Tout le peuple assemblé criait :

– Grâce ! grâce pour Ulenspiegel !

Ulenspiegel, sur son échelle, disait :

– Pitié ! gracieux empereur !

L’empereur éleva la main et dit :

– Si ce vaurien me demande une chose que je ne puisse faire, il aura la vie sauve !

– Parle, Ulenspiegel, cria le peuple.

Les femmes pleuraient et disaient :

– Il ne pourra rien demander, le petit homme, car l’empereur peut tout.

Et tous de dire :

– Parle, Ulenspiegel !

– Sainte Majesté, dit Ulenspiegel, je ne vous demanderai ni de l’argent, ni des terres, ni la vie, mais seulement une chose pour laquelle vous ne me ferez, si je l’ose dire, ni fouetter, ni rouer, avant que je m’en aille au pays des âmes.

– Je te le promets, dit l’empereur.

– Majesté, dit Ulenspiegel, je demande qu’avant que je sois pendu, vous veniez baiser la bouche par laquelle je ne parle pas flamand.

L’empereur, riant ainsi que tout le peuple, répondit :

– Je ne puis faire ce que tu demandes, et tu ne seras point pendu, Ulenspiegel.

Mais il condamna les bourgmestres et échevins à porter, pendant six mois, des besicles derrière la tête, afin, dit-il, que si ceux d’Audenaerde ne voient pas par devant, ils puissent au moins voir par derrière.

Et, par décret impérial, ces besicles se voient encore dans les armes de la ville.

Et Ulenspiegel s’en fut modestement, avec un petit sac d’argent que lui avaient donné les femmes.

XLIII

Ulenspiegel étant à Liége, au marché aux poissons, suivit un gros jouvenceau qui, tenant sous un bras un filet plein de toutes sortes de volailles, en emplissait un autre d’églefins, de truites, d’anguilles et de brochets.

Ulenspiegel reconnut Lamme Goedzak.

– Que fais-tu ici, Lamme ? dit-il.

– Tu sais, dit-il, combien ceux de Flandre sont bien venus en ce doux pays de Liége ; moi, j’y suis mes amours. Et toi ?

– Je cherche un maître à servir pour du pain, répondit Ulenspiegel.

– C’est bien sèche nourriture, dit Lamme.

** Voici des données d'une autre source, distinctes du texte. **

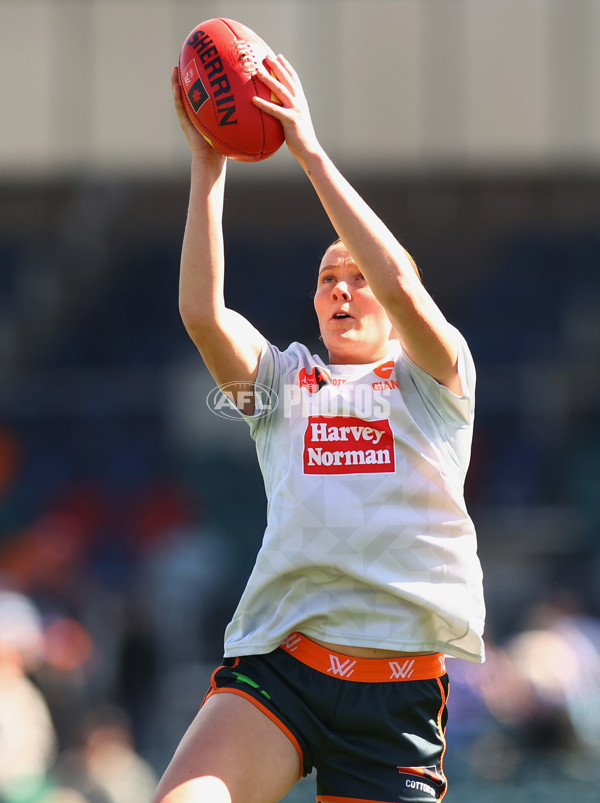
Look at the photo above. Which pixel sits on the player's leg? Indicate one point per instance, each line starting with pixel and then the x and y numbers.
pixel 232 753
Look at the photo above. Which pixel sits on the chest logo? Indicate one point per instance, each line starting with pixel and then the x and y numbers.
pixel 348 445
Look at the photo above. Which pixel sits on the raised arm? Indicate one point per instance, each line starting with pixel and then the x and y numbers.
pixel 230 346
pixel 424 332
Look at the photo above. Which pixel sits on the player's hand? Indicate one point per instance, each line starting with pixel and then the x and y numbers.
pixel 292 110
pixel 200 147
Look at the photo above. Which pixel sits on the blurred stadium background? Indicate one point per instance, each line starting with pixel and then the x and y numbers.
pixel 130 515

Il vaudrait mieux que tu fisses passer de plat à bouche un chapelet d’ortolans avec une grive pour le Credo.

– Tu es riche ? lui demanda Ulenspiegel.

Lamme Goedzak répondit :

– J’ai perdu mon père, ma mère et ma jeune sœur qui me battait si fort ; j’héritai de leur avoir et je vis avec une servante borgne, grand docteur ès-fricassées.

– Veux-tu que je porte ton poisson et tes volailles ? demanda Ulenspiegel.

– Oui, dit Lamme.

Et ils vaquèrent à deux par le marché.

Soudain Lamme dit :

– Sais-tu pourquoi tu es fou ?

– Non, répondit Ulenspiegel.

– C’est parce que tu portes ton poisson et ta volaille à la main, au lieu de les porter dans ton estomac.

– Tu l’as dit, Lamme, répondit Ulenspiegel, mais, depuis que je n’ai plus de pain, les ortolans ne veulent plus me regarder.

– Tu en mangeras, Ulenspiegel, dit Lamme, et me serviras si ma cuisinière veut de toi.

Tandis qu’ils cheminaient, Lamme montra à Ulenspiegel une belle, gente et mignonne fillette, qui, vêtue de soie, trottait par le marché et regarda Lamme de ses yeux doux.

Un vieil homme, son père, marchait derrière elle, chargé de deux filets, l’un de poissons, l’autre de gibier.

– Celle-là, dit Lamme la montrant j’en ferai ma femme.

– Oui, dit Ulenspiegel, je la connais, c’est une Flamande de Zotteghem, elle demeure rue Vinave-d’lsle, et les voisins disent que sa mère balaye la rue, devant la maison, à sa place, et que son père repasse ses chemises.

Mais Lamme ne répondit point et dit tout joyeux :

– Elle m’a regardé.

Ils vinrent à deux au logis de Lamme, près du Pont-des-Arches, et frappèrent à la porte. Une servante borgne vint leur ouvrir. Ulenspiegel vit qu’elle était vieille, longue, plate et farouche.

– La Sanginne, lui dit Lamme, veux-tu de celui-ci pour t’aider en ta besogne ?

– Je le prendrai à l’épreuve, dit-elle.

– Prends-le donc, dit-il, et fais-lui essayer les douceurs de ta cuisine.

La Sanginne mit alors sur la table trois boudins noirs, une pinte de cervoise et une grosse miche de pain.

Pendant qu’Ulenspiegel mangeait, Lamme grignotait aussi un boudin :

– Sais-tu, lui dit-il, ou notre âme habite ?

– Non, Lamme, dit Ulenspiegel.

– C’est dans notre estomac, repartit Lamme, pour le creuser sans cesse et toujours en notre corps renouveler la force de vie. Et quels sont les meilleurs compagnons ? Ce sont tous bons et fins mangers et vin de Meuse par-dessus.